Question 19: Balanced Scorecard

An article by Robert S. Kaplan and David D. Norton in 1992 sparked the interest in the concept
of the balanced scorecard. A balanced scorecard is a model of business performance evaluation
that balances measures of financial performance, internal operations, innovation and learning,
and customer satisfaction (Hilton 2002). The balanced scorecard does not focus only on financial
objectives. It also considers operational measures such as customer satisfaction, internal
innovation, and learning and growth. This allows for measuring the present performance, in
addition it captures information on how well the organization is prepared to perform in the
future.

Required: Explain the idea behind the balanced scorecard. Show how companies in different
industries are using it, and how successful it is. What types of measures are used? What are the
bases for the inclusion of a measure in a typical scorecard system?
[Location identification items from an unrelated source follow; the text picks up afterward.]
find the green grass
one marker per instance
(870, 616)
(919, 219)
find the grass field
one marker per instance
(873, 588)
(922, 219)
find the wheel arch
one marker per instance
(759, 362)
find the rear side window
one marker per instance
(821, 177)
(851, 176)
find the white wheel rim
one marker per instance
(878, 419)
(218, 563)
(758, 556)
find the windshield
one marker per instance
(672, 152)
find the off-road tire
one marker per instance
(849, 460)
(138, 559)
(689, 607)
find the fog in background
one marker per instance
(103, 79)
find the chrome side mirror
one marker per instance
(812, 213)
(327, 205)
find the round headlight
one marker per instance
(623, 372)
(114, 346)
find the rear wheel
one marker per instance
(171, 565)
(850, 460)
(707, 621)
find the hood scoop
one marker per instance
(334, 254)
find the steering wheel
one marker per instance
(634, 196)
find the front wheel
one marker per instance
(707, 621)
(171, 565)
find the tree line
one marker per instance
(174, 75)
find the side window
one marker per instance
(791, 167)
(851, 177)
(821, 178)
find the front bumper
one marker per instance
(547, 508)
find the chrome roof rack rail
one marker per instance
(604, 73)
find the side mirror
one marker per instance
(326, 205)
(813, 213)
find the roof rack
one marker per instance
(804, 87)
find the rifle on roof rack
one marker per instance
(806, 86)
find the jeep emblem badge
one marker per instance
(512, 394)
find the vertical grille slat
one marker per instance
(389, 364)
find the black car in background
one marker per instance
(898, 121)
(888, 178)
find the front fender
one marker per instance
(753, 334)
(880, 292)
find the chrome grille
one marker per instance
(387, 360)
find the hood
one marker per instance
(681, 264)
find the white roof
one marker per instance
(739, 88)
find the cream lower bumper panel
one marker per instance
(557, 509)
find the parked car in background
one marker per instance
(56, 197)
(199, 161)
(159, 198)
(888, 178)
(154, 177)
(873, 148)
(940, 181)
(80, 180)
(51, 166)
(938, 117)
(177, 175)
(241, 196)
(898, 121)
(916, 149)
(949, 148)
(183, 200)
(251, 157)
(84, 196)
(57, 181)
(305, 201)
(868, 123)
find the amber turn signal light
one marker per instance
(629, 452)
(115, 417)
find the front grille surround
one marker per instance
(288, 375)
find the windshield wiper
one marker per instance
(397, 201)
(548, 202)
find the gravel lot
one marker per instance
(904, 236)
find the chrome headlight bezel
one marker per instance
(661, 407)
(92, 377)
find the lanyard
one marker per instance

Question 20: Non-financial Performance Measures


It is common to measure the company performance using financial measures. Financial measures can be
accounting-based such as earnings, return on assets, and return on equity, or market-based such as stock
prices. Increasingly, companies are also using nonfinancial measures such as customer satisfaction,
market share, and employees’ satisfaction, among others to evaluate the performance of its managers.
Using nonfinancial measures may increase the efficiency of the management, and may reflect information
that is not captured by financial performance measures.

Required: Discuss the importance of nonfinancial measures and their applications. Explain the reasons
for using them alongside the financial measures. What kind of information is provided by the
nonfinancial measures that is not captured by the financial measures?